This repository contains input dataset files that can be used with MurTree and pymurtree.
The datasets are benchmarks from other papers, binarised with the continuousToCategorical.r R script included in this repository. Each subdirectory contains data from one paper. The papers are as follows:
-
DL - Aglin, Gaël; Siegfried Nijssen; Pierre Schaus. "Learning optimal decision trees using caching branch-and-bound search." (AAAI'20).
-
NL - Verwer, Sicco; Yingqian Zhang. "Learning optimal classification trees using a binary linear program formulation." (AAAI'19).
-
Nina - Narodytska, Nina; Ignatiev, Alexey; Pereira, Filipe; Marques-Silva, Joao. "Learning Optimal Decision Trees with SAT." (IJCAI'18).
-
Hu - Hu, Xiyang; Cynthia Rudin; Margo Seltzer. "Optimal sparse decision trees." (NeurIPS'19).
To use these datasets, clone this repository or download the desired files, and specify the file paths as input when running MurTree.
For example, to run MurTree using the dataset in anneal.txt:
git clone [email protected]:MurTree/murtree-data.git
./murtree -file murtree-data/DL/anneal.txt -max-depth 4 -max-num-nodes 15 -time 600
-
The data files are in plain text format.
-
Each line is one instance.
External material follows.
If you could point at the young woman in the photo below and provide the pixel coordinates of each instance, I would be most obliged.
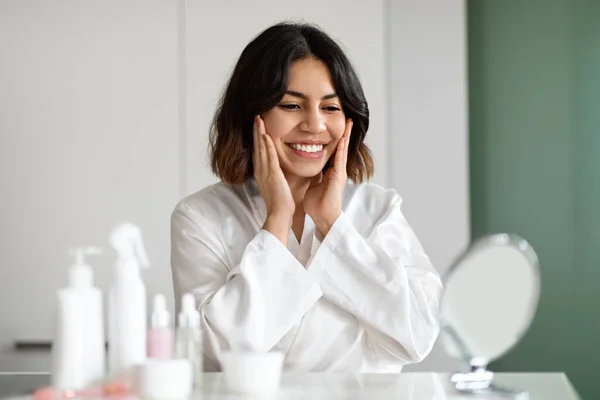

The first number is the label while the rest are features.
-
All features zero-one. Labels are integers starting from zero. Non-binarised instances must be converted into binary form, e.g., using the binarisation script continuousToCategorical.r included in this repository.
This repository is licensed under the MIT License. See the LICENSE file for details.